By Chico Harlan
Washington Post Staff Writer
Saturday, September 19, 2009
PHILADELPHIA -- Reprinted from yesterday's late editions
The Washington Nationals lost on Thursday night because Cole Hamels decided they would.
For eight innings and 109 pitches, he did on a mound what others do from thrones. Toeing the rubber, 10 inches above the playing field, Hamels showed why great pitching is baseball's most imperial weapon. Few of the Nationals who dug into the batter's box against Hamels looked like batters; instead, they were observers, obeying his commands, watching the 91 mph heat, waving at the 80 mph change-up and leaving when told.
In one of the most commanding pitching performances against Washington this season, Hamels permitted a single run in eight five-hit innings, leading the Phillies to a 4-2 victory at Citizens Bank Park and securing the series sweep. Hamels held a perfect game until the sixth, when Mike Morse sneaked a single between short and third. He held a shutout until the seventh. Most important, he never let go of his grip on a struggling lineup, and by the end of the night, the Nationals could only say this much: The Phillies look playoff-ready. And Hamels, who dealt with a substandard season until the last month, now looks ready to lead them.
"I think that's as good as we've seen him this year," interim manager Jim Riggleman said. "It seems he's getting hot at the right time for the Phillies as they go toward the postseason. He really was good. He had it all going."

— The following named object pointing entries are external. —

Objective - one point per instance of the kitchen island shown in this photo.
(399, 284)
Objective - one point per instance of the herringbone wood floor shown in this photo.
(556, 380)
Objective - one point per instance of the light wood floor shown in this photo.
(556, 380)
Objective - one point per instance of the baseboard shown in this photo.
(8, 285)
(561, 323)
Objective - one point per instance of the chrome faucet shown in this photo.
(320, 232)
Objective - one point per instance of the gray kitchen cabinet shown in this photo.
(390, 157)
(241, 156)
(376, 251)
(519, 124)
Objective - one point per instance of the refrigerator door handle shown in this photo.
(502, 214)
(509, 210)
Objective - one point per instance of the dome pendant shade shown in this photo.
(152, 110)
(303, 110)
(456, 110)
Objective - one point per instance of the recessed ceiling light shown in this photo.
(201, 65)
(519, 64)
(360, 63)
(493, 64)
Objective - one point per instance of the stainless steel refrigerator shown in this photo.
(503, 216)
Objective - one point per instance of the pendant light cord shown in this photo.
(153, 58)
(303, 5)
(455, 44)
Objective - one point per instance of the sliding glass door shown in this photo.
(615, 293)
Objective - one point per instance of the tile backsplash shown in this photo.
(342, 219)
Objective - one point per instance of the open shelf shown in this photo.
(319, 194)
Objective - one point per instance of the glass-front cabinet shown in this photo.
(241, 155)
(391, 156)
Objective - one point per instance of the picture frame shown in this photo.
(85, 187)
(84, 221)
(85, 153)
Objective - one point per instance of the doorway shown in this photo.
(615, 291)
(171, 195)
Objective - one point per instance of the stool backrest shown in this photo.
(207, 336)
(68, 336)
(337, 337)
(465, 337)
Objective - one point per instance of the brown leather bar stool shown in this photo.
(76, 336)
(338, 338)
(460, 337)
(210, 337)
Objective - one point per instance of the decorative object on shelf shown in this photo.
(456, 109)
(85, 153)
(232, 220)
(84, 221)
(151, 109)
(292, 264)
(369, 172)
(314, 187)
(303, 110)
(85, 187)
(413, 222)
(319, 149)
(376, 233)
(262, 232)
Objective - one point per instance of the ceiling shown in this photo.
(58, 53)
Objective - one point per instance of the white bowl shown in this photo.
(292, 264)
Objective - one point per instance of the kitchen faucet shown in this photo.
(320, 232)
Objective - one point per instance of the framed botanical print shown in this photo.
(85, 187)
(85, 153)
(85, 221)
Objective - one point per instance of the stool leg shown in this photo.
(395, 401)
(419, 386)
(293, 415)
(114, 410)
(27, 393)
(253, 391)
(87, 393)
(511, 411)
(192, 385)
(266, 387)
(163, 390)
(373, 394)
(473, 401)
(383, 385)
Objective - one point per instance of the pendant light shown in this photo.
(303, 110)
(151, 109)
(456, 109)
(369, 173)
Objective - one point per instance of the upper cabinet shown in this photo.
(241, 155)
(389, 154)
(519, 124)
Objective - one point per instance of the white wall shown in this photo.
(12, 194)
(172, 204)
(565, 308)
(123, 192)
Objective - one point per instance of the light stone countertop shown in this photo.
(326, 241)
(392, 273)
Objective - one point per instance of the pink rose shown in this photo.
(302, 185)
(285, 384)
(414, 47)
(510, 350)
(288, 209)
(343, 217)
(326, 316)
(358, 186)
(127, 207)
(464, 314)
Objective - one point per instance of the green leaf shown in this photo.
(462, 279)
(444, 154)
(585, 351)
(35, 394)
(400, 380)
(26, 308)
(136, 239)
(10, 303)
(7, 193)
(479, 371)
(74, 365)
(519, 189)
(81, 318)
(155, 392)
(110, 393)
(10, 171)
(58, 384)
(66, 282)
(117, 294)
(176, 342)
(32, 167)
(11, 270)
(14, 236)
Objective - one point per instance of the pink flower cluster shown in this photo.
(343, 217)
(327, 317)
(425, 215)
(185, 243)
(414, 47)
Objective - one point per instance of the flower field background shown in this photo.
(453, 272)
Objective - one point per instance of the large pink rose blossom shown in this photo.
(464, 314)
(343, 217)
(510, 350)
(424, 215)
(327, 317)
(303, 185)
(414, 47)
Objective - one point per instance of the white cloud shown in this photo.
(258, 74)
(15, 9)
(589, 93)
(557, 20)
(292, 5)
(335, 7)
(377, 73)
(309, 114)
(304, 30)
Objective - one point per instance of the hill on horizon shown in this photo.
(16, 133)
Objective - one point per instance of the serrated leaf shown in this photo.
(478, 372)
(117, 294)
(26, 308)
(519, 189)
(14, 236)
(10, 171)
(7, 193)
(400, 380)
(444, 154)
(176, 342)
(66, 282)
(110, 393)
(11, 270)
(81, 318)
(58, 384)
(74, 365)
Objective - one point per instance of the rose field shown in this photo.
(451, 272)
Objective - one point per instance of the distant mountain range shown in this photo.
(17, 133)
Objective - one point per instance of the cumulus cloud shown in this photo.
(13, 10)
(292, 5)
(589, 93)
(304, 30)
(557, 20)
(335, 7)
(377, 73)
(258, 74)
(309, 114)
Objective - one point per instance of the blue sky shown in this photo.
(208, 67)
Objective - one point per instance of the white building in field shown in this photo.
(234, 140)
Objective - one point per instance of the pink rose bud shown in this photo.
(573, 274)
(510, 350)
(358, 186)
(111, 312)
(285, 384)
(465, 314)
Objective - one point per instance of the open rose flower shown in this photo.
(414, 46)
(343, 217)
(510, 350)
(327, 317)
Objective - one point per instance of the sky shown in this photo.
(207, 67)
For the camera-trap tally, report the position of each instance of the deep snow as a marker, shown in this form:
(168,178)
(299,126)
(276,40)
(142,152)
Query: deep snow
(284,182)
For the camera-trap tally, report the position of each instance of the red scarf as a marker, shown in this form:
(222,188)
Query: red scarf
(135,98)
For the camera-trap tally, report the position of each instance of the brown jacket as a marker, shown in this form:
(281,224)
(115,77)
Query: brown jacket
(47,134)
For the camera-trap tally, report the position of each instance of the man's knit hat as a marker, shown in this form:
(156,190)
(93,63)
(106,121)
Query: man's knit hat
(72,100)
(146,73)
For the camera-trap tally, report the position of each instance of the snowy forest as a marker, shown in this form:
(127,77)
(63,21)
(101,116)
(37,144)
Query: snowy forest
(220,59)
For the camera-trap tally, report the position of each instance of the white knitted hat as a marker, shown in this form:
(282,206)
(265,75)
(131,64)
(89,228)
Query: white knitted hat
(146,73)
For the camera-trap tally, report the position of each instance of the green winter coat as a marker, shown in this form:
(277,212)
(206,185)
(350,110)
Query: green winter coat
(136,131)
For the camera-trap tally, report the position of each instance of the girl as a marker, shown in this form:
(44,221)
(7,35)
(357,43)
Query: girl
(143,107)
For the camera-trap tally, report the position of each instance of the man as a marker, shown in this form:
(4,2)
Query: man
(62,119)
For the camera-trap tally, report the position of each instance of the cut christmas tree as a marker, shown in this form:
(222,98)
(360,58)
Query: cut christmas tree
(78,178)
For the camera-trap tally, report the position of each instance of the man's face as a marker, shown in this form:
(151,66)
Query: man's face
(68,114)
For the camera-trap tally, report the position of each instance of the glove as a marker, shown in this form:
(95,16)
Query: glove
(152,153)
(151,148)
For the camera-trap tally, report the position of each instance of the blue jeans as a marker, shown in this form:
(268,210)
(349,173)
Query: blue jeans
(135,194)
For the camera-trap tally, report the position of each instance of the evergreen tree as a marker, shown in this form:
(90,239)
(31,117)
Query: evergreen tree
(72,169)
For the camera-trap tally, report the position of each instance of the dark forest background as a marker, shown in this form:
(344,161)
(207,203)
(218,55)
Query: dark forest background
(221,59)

Perhaps anybody with an intuition and a stat book could have seen this coming. In one corner: Hamels, the reigning World Series MVP, armed with a 1.52 ERA in his previous four starts, blessed with asparagus limbs and the simple clout of a fastball-change combo. In the other corner: the Nationals' lineup, good for one total run in its previous two games, handcuffed by a slumping Josh Willingham and a toothless bottom of the order, getting by on this night without Adam Dunn.
The two sides got along as you might expect. Hamels, moving up and down the lineup like fingers on a piano, struck out 10. Through five, Hamels had thrown just 56 pitches, 40 strikes. By the time Washington showed any life against Hamels (10-9), getting three hits in a row in a one-run seventh, it already was too late.
"Obviously it's frustrating," catcher Josh Bard said. "We've got to do a better job of getting runs in. But he was throwing the ball about as well as I've seen him throw it."
For a while, the Nationals fought inevitability, and rookie starter Ross Detwiler kept the game scoreless until the fifth. Long-limbed with top-of-the-rotation stuff, Detwiler is like a Hamels stunt double, only younger, more prone to mistakes, and still winless in his big league career. But on this night, Detwiler, making his first start since before the all-star break, reminded the Nationals why they selected him in the first round of the 2007 draft. He overcame a 29-pitch first inning, eventually settling down to retire nine in a row.
A two-out Jimmy Rollins RBI double in the fifth broke the scoreless tie and gave Detwiler (five innings, one run, four hits) the loss, but it hardly soured his start.
"Before the all-star break, I was trying too hard to be perfect," Detwiler said. "I was able to relax."
After Detwiler left, Washington's bullpen -- hurt especially by Tyler Clippard's three walks in the sixth -- allowed three more runs, giving Philadelphia and Hamels a cushion. Philadelphia's struggling closer Brad Lidge allowed a final run in the ninth, but picked up his 30th save.
"I think that [our season] can go either two ways these next couple of days," Bard said. "We can either start shutting it down or we can finish strong. There are a lot of guys with a lot to play for this year, and if we want to start changing the culture to a winning culture in this clubhouse, we've got to do things the right way and we've got to be better."